Sou cantora. Demorei pra assumir isso, não pra cantar, mas pra assumir: sou cantora. Sou cantora e também compositora e percussionista. Mas sim, cantora está entre as minhas funções nesse ofício da música. Vinha refletindo no porque de raramente falar “cantora” antes de “compositora” e “percussionista”, e percebo que realmente não me sinto nada confortável com o “pacote” que parece vir junto do “cantora” aqui no Brasil e em alguns lugares do mundo.
A voz é apenas um instrumento (sim, o óbvio, muitas vezes, precisa ser lembrado).
Cantora não quer dizer nada além de ser uma voz feminina que canta.
Cantora não representa um gênero musical, é como guitarrista, baterista, violinista…
Cantora não é ter que cantar igual a outras cantoras.
Cantora não é ter que cantar como as incríveis Elis, Betânia, Gal, Marisa…
Cantora não é ter que cantar MPB.
Cantora não é ter que cantar igual a alguém… o mundo é bem maior.
Cantora não precisa se inspirar apenas em outras cantoras.
Cantora não tem que ser diva.
Cantora não tem que ser linda.
Cantora não tem que ser sensual.
Cantora não tem que ser gostosa.
Cantora não tem que ser feminina.
Mas pode, se quiser.
Considerar as “cantoras” como um único, e praticamente homogêneo universo musical, é o mesmo que dizer que a música de Nina Simone, Odete de Pilar, Llasa de La Sela, Juçara Marçal, Cila do Coco, Joelma, Cláudia Leite, Cesárea Évora, Florencia Bernales, Isaar, Petrona Martinez, Mestra Luzia, Neneh Cherry, Björk, Ana Carolina, PJ Harvey, Aurinha… pertencem ao mesmo gênero musical. Cantora não é um gênero musical. Isso deveria ser óbvio. Colocar tudo num mesmo pacote é reduzir muito a música, a artista, a arte e o ofício. Considerar a MPB (seja lá o que isso quer dizer) como única escola para cantoras no Brasil, é considerar que o mundo é muito pequeno.

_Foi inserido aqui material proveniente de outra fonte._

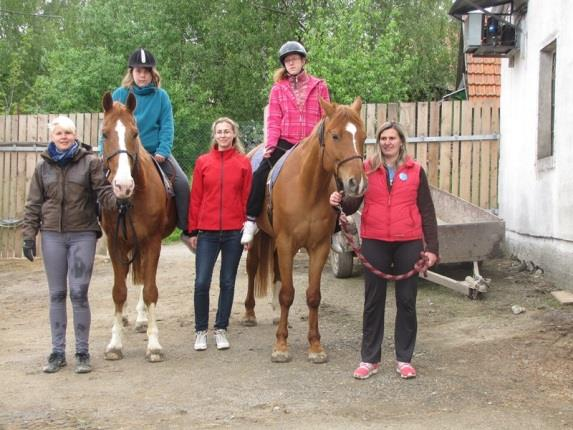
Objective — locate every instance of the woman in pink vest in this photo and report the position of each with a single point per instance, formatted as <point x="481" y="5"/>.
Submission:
<point x="398" y="223"/>
<point x="293" y="112"/>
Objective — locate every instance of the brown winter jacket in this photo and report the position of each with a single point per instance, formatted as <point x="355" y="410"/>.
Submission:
<point x="63" y="199"/>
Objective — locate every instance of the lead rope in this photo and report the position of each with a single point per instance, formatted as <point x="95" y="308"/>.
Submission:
<point x="421" y="265"/>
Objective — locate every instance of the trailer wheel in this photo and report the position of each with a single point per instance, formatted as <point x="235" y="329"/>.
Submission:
<point x="341" y="264"/>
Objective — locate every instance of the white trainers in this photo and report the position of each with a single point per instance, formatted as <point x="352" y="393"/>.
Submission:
<point x="338" y="242"/>
<point x="249" y="230"/>
<point x="221" y="339"/>
<point x="187" y="241"/>
<point x="201" y="340"/>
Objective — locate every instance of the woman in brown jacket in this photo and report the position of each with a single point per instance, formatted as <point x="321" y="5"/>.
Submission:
<point x="61" y="204"/>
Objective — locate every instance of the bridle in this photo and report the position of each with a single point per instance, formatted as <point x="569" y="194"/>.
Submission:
<point x="123" y="206"/>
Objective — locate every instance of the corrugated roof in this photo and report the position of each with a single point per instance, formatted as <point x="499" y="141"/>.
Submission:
<point x="483" y="77"/>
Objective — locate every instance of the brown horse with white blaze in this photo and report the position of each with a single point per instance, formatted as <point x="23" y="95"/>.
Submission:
<point x="145" y="215"/>
<point x="300" y="216"/>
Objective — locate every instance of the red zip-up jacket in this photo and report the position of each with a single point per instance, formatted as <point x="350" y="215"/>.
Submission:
<point x="392" y="214"/>
<point x="219" y="192"/>
<point x="285" y="120"/>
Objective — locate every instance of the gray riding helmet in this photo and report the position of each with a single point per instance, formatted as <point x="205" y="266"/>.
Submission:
<point x="291" y="47"/>
<point x="141" y="58"/>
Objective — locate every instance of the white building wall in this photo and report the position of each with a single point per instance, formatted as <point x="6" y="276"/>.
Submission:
<point x="536" y="196"/>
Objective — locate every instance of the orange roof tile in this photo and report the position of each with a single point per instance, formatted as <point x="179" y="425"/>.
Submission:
<point x="483" y="77"/>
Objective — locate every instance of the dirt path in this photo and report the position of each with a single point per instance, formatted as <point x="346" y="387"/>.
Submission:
<point x="479" y="365"/>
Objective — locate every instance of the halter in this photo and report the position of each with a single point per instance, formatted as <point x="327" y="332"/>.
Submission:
<point x="123" y="207"/>
<point x="133" y="157"/>
<point x="322" y="145"/>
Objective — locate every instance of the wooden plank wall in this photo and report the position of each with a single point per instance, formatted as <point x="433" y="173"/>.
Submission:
<point x="467" y="169"/>
<point x="17" y="166"/>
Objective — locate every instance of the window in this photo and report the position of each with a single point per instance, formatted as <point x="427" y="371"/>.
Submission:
<point x="546" y="114"/>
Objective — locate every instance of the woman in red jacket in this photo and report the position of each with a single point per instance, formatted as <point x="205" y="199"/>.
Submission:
<point x="293" y="112"/>
<point x="221" y="185"/>
<point x="398" y="222"/>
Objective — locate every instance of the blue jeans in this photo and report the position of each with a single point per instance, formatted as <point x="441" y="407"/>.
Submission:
<point x="209" y="244"/>
<point x="68" y="260"/>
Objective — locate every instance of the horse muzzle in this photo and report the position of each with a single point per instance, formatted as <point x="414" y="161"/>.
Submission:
<point x="123" y="189"/>
<point x="354" y="187"/>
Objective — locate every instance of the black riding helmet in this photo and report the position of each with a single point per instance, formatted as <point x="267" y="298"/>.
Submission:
<point x="141" y="58"/>
<point x="291" y="47"/>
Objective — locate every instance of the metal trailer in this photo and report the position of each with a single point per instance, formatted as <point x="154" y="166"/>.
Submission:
<point x="466" y="232"/>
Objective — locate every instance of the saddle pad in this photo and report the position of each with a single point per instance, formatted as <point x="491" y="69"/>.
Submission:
<point x="166" y="182"/>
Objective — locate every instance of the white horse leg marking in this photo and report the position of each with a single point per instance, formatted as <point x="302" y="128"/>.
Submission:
<point x="122" y="182"/>
<point x="141" y="319"/>
<point x="276" y="290"/>
<point x="115" y="344"/>
<point x="154" y="350"/>
<point x="275" y="301"/>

Também vejo, de maneira incrivelmente recorrente, festivais e editais argumentando que já tem muitas “cantoras” na programação, nunca vi ninguém falar que tem muitos cantores ou bateristas, guitarristas… Experimentem escutar a música. O que ela lhe diz? Sobre o que fala aquela voz? O que deveria importar é apenas a música, porque ela é maior do que a voz, e claro, e sem nenhuma sombra de dúvida, uma interpretação vocal pode engrandecê-la imensamente, assim como faz qualquer bom instrumentista.
Para as cantoras, como eu, proponho que a gente sempre busque nossa voz singular, que cantemos com a alma e com as vísceras. Que possamos colaborar para engrandecer a música que escolhemos e que estejamos sempre para a música e nunca acima dela.